Mais si je la devançais, elle me demandait toujours quel pourboire j’avais donné au coolie. J’étais bien obligé d’avouer que je donnais cinquante cents, bien peu de chose au fond.

Le monde de Suzie Wong a déjà fait couler beaucoup d’encre et ce n’est pas fini ! Aussi bien le roman que le film ont donné lieu à diverses interprétations et ont servi de base à différentes études.

Voici un extrait d’un article paru récemment dans Genre, sexualité & société, une revue francophone à comité de lecture, consacrée à la sexualité et aux questions de genre.

Les constructions raciales et genrées dans Le monde de Suzie Wong

The world of Suzie Wong, film américain sorti en 1960 avec William Holden

Dans la narration, l’interdit moral du métissage se confond avec l’interdit sexuel. Le conservatisme des expatriés est présenté comme un défaut pur et simple de désir sexuel, un complexe, une frustration, en somme un déséquilibre de la personnalité.

À l’inverse, la transgression que constitue le désir de Robert pour les femmes indigènes figure autant l’expression libre d’une sexualité équilibrée qu’un juste progressisme social qui s’oppose à l’ordre colonial obsolète. Inhibé par le tabou de la relation interethnique, Robert transgresse d’abord symboliquement l’interdit moral à travers la peinture, qui est l’expression de sa puissance sexuelle.

L’acte de peindre des femmes indigènes figure la définition et le contrôle de leur sexualité, par opposition avec celle des femmes expatriées (Stella dans les extraits suivants) qui demeure incontrôlable :

« La puissance créatrice est d’origine sexuelle et ce n’était certes pas par hasard que je préférais peindre les Malaises, tout comme d’autres artistes se plaisent à faire des nus. (Un peintre qui prétend que le corps féminin ne l’intéresse que d’une façon abstraite raconte des histoires. Autant peindre des coussins). Les filles indigènes éveillaient en moi des sentiments que, faute de pouvoir exprimer ouvertement, je traduisais comme je pouvais sur la toile et qui donnaient à mes œuvres le peu de mérite qu’on pouvait leur reconnaître. Stella n’avait jamais rien éveillé de tel. » (Mason, 1958, 24).

« Elle se précipita sur son peigne, sa poudre, son rouge et pendant qu’elle se pomponnait, je me sentais bouillir de rage. J’avais envie de lui crier :

– Petite sotte ! Espèce d’imbécile vaniteuse ! Petite garce idiote ! Tu ne comprends donc pas pourquoi je peins les Malaises ? Tu ne vois pas la différence ? Tu ne vois pas qu’elles possèdent une candeur que tu as perdue ? » (Mason, 1958, 23).

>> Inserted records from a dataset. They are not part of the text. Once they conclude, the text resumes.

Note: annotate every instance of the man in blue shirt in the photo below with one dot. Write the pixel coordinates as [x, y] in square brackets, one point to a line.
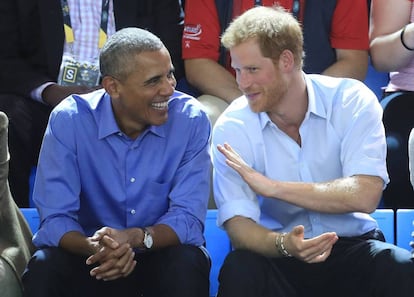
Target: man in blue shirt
[299, 164]
[123, 183]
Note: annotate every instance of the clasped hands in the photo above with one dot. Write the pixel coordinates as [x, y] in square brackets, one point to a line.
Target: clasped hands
[114, 256]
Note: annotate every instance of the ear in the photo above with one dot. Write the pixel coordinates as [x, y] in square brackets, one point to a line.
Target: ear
[286, 60]
[111, 86]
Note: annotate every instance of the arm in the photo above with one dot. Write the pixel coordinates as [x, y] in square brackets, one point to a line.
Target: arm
[387, 20]
[349, 63]
[211, 78]
[356, 193]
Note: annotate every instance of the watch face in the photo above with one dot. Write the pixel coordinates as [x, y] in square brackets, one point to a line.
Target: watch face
[147, 239]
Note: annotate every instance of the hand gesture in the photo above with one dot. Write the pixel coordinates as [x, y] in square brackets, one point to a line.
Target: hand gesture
[313, 250]
[114, 254]
[257, 182]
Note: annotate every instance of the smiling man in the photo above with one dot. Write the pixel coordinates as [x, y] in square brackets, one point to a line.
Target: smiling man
[123, 183]
[299, 164]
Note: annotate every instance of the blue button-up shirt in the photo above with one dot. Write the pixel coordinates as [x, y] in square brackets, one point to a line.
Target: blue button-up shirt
[91, 175]
[342, 135]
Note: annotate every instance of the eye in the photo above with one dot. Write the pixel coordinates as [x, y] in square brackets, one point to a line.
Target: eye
[170, 74]
[252, 69]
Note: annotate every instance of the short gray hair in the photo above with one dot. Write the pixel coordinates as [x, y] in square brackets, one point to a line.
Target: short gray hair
[122, 47]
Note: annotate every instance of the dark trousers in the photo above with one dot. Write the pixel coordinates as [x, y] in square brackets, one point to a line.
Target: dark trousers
[27, 124]
[178, 271]
[358, 267]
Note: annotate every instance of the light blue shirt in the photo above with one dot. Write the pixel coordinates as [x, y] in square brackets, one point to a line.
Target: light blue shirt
[342, 135]
[92, 175]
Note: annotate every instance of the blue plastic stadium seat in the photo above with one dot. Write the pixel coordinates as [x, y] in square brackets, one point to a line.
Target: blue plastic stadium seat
[405, 228]
[218, 245]
[376, 80]
[385, 220]
[32, 218]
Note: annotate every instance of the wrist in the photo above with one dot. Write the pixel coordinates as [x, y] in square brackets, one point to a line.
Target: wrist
[280, 245]
[403, 40]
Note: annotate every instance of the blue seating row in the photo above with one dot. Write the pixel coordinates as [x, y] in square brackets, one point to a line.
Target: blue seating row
[218, 244]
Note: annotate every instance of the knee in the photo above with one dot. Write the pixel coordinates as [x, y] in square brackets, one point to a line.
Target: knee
[9, 283]
[240, 265]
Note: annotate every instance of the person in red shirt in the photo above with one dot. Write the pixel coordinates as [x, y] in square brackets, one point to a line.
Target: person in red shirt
[336, 44]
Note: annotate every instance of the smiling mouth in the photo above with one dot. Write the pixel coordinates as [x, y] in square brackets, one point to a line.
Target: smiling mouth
[160, 105]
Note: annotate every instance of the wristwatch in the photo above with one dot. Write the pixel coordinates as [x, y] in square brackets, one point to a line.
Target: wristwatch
[147, 239]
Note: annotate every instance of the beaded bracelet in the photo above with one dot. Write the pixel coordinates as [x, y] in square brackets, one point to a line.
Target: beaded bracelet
[402, 39]
[280, 238]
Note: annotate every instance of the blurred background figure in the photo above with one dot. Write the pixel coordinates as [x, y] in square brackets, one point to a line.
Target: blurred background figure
[15, 235]
[392, 50]
[336, 44]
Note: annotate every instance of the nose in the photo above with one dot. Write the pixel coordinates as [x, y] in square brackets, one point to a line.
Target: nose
[243, 80]
[168, 86]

La sophistication des femmes occidentales représente une sexualité, quand bien même serait-elle orientée en faveur de la reproduction de la construction normative du genre, qui se soustrait à toute réappropriation. À l’opposé, les femmes indigènes seraient authentiques.

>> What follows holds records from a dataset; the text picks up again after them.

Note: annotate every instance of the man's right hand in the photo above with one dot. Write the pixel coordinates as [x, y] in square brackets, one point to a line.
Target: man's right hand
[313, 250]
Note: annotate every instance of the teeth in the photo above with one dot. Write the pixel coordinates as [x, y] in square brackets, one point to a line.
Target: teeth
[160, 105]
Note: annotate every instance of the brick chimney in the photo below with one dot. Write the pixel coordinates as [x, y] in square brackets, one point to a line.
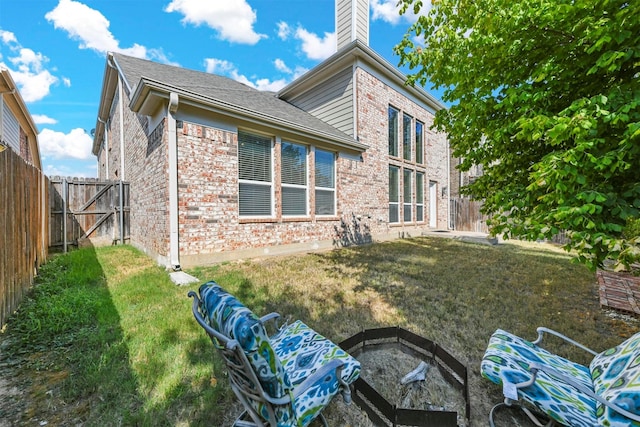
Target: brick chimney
[352, 22]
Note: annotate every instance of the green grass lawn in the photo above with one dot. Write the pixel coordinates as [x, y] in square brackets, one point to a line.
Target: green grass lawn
[105, 338]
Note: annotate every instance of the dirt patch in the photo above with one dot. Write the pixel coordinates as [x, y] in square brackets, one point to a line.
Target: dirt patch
[383, 369]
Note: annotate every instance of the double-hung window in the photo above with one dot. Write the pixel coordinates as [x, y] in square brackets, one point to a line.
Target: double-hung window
[294, 178]
[394, 194]
[406, 136]
[419, 196]
[325, 177]
[406, 193]
[419, 149]
[393, 131]
[255, 175]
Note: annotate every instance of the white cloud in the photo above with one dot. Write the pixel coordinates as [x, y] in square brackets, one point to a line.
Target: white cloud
[232, 19]
[315, 47]
[389, 11]
[281, 66]
[28, 71]
[260, 84]
[218, 66]
[91, 29]
[41, 119]
[283, 30]
[295, 73]
[73, 145]
[224, 67]
[7, 37]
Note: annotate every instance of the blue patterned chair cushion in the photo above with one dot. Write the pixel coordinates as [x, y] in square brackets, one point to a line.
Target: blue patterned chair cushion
[507, 358]
[616, 377]
[231, 318]
[304, 352]
[284, 363]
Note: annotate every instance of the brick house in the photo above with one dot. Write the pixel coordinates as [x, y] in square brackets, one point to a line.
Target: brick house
[219, 170]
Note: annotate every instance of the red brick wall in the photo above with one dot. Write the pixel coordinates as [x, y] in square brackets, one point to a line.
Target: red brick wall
[374, 98]
[209, 223]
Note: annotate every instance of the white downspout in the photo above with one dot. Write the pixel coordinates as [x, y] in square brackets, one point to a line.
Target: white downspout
[121, 95]
[174, 248]
[449, 225]
[106, 149]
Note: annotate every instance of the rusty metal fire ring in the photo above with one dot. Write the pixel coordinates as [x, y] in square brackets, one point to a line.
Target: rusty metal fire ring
[381, 411]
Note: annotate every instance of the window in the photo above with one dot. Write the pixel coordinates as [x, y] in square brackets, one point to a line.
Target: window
[419, 143]
[393, 131]
[419, 196]
[254, 166]
[294, 179]
[407, 199]
[406, 136]
[394, 184]
[325, 171]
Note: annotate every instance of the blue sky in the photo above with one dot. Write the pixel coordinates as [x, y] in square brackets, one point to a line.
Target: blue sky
[55, 51]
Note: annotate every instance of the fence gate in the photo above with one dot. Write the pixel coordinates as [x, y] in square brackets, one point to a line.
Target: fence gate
[87, 209]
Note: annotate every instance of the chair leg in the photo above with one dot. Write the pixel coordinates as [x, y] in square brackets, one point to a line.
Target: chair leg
[508, 403]
[323, 420]
[242, 421]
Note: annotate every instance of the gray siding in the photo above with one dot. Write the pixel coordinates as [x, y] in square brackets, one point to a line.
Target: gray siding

Suzie Wong bar in Soy Cowboy
Le Suzie Wong bar, Soy Cowboy, Bangkok, preuve que le mythe est encore vivant

La candeur constitue une distance qui permet de nier leur propre sexualité pour la définir en conformité avec un idéal hétéronormatif (Marchetti, 1993, 119-124). Cet idéal normatif s’exprime dans l’ensemble du discours sur le sexe que constitue la trame de la narration, notamment à travers une conception moralisante et essentialiste de la prostitution :

« J’avais une grande affection pour ce lieu et plus encore pour les filles, car s’il était exact que leur profession, l’offrande perpétuelle de leur corps à des matelots de passage, était essentiellement dégradante, je n’avais jamais cessé d’admirer avec quelle obstination elles parvenaient à surmonter leur déchéance ; elles n’avaient abandonné ni leurs manières délicates, ni leur sensibilité, ni leur fierté et c’était pour moi une source d’étonnement perpétuel que de voir fleurir, sur un sol aussi stérile que la prostitution, de telles fleurs de générosité, de tendresse, de gentillesse et d’amour.

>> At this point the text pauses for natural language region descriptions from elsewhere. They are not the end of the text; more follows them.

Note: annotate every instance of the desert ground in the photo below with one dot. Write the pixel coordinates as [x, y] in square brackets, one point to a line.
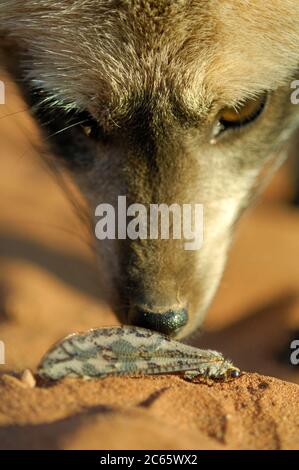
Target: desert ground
[49, 287]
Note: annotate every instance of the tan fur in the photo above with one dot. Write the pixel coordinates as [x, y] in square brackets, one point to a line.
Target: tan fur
[155, 74]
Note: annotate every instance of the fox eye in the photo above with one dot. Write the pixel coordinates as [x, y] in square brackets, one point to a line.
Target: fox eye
[231, 118]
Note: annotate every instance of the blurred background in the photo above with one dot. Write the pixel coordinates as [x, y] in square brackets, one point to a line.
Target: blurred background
[49, 282]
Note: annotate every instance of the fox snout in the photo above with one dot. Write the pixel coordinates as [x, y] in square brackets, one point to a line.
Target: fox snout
[165, 103]
[168, 320]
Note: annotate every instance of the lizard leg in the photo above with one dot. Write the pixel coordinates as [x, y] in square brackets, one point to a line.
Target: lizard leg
[191, 374]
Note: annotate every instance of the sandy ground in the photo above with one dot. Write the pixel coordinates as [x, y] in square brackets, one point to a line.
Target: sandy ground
[49, 286]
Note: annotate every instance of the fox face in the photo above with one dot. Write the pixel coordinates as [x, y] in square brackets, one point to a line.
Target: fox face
[164, 102]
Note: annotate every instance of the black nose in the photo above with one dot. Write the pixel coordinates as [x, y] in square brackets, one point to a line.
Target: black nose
[167, 322]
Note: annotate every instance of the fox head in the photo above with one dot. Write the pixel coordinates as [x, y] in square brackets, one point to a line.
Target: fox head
[164, 102]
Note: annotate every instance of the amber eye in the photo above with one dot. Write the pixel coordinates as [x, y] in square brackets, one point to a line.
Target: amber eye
[240, 116]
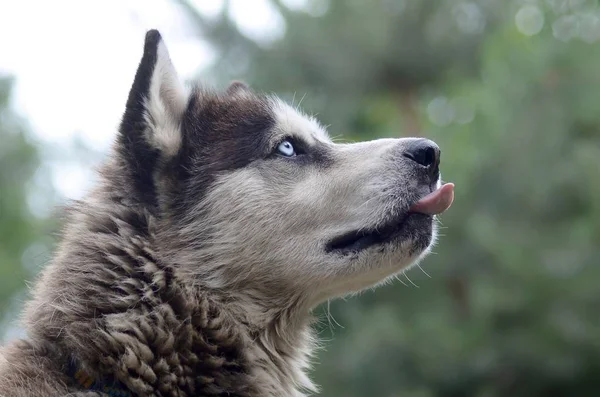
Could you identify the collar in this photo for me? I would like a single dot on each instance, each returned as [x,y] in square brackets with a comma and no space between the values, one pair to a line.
[86,381]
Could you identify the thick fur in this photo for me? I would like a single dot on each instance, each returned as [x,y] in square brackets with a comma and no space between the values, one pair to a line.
[192,267]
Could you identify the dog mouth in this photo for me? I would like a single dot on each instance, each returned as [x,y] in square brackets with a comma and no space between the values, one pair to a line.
[358,240]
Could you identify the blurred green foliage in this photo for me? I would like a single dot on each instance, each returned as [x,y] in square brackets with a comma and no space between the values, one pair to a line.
[19,228]
[510,92]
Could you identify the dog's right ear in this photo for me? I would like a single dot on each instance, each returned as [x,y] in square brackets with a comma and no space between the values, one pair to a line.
[156,101]
[150,131]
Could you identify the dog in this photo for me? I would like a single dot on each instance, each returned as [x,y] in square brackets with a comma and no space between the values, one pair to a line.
[219,221]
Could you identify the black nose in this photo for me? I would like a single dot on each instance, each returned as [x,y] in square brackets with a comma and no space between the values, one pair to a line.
[425,153]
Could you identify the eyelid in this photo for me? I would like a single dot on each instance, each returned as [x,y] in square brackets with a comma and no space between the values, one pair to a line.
[299,145]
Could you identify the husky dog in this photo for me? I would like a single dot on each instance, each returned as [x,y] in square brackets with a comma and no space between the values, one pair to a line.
[220,221]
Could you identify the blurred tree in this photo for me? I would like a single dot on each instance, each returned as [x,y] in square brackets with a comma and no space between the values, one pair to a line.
[354,51]
[19,228]
[509,91]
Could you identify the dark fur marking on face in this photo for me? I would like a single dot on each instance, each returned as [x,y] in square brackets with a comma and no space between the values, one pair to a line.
[220,133]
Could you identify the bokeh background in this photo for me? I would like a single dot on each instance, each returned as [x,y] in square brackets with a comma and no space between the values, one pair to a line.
[509,304]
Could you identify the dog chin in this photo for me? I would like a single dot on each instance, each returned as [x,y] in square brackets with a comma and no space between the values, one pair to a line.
[413,229]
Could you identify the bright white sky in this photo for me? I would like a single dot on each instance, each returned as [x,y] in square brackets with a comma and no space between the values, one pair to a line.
[74,62]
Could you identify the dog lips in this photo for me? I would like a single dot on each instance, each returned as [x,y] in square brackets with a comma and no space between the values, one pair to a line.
[435,202]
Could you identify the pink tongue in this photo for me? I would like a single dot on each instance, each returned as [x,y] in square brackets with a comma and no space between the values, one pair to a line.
[435,202]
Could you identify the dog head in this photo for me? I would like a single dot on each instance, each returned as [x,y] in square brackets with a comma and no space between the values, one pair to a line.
[249,193]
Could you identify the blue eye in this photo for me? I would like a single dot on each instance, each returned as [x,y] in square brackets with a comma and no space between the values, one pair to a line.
[286,149]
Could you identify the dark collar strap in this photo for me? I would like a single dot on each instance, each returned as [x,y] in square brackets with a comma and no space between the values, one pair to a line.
[86,381]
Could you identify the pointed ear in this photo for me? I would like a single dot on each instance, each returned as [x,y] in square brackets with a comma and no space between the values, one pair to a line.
[156,101]
[150,132]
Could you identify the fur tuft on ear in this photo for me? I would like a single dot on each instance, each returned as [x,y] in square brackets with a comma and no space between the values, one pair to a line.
[150,127]
[156,101]
[238,88]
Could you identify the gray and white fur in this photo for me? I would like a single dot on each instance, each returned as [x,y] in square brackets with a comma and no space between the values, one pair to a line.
[192,267]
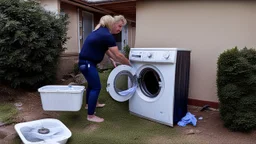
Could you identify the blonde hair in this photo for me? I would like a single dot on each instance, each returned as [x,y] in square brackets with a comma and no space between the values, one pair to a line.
[105,21]
[120,18]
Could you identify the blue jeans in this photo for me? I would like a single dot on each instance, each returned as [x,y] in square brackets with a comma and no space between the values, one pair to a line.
[91,74]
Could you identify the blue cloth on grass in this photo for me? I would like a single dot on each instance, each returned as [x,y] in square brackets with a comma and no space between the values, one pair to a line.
[187,119]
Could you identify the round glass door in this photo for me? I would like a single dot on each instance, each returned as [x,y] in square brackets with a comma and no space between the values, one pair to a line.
[122,83]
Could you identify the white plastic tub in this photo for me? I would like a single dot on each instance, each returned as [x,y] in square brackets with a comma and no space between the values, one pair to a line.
[28,132]
[61,97]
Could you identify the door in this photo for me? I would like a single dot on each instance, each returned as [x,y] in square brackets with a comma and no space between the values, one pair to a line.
[87,24]
[122,83]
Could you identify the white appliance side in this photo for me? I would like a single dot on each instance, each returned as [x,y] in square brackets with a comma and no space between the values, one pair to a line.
[160,49]
[162,109]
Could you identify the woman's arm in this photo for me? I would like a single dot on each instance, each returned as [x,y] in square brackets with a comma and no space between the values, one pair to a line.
[117,56]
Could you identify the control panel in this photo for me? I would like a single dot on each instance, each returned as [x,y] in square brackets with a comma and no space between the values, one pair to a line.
[157,56]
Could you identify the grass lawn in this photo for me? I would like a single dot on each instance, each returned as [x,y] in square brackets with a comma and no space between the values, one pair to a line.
[119,125]
[7,113]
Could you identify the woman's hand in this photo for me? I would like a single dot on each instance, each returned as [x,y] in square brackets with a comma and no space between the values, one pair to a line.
[113,62]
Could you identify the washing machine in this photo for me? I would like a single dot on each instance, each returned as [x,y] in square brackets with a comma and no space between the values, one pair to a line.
[156,84]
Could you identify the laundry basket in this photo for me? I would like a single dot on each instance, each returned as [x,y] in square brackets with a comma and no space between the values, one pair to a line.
[61,97]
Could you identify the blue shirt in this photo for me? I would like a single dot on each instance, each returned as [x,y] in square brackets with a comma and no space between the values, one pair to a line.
[96,45]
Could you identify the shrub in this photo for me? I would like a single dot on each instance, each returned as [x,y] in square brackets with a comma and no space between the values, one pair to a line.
[236,85]
[31,41]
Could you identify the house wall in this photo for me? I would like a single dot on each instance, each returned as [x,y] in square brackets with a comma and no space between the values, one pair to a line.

Et ce n’était pas seulement chez Suzie que j’avais constaté cette innocence du cœur. » (Mason, 1958, 203).

« J’éteignis et je pus voir la silhouette de Suzie se détacher sur un fond de ciel, l’immense ciel de Chine. Elle glissa hors de son cheongsam [en italique dans le texte, robes chinoises popularisées en Occident notamment par le film Le monde de Suzie Wong]. Sa chevelure tomba en avant quand elle se pencha pour ôter ses bas. Elle vint me rejoindre dans le lit. Son corps était frais, inconnu et personne ne l’avait jamais touché, parce qu’un miracle l’avait purifié. Et je me dis que cet instant était le premier du monde, le commencement de tout, celui où deux imparfaites moitiés allaient former un tout admirable. » (Mason, 1958, 184).

Le roman de Mason figure dans sa narration ce que Judith Butler a montré dans Trouble dans le genre : l’identité genrée se construit à travers la répétition stylisée d’actes (Butler, 2006, 265), représentée dans la narration par l’acte de peindre qui est la projection d’un idéal normatif de genre. La différence ethnique, par la distance qu’elle implique selon les expatriés, rend possible cette projection. Cette prise de pouvoir symbolique réalise la construction fantasmée du sujet masculin à travers le « sexe » et la transgression sociale du métissage. […]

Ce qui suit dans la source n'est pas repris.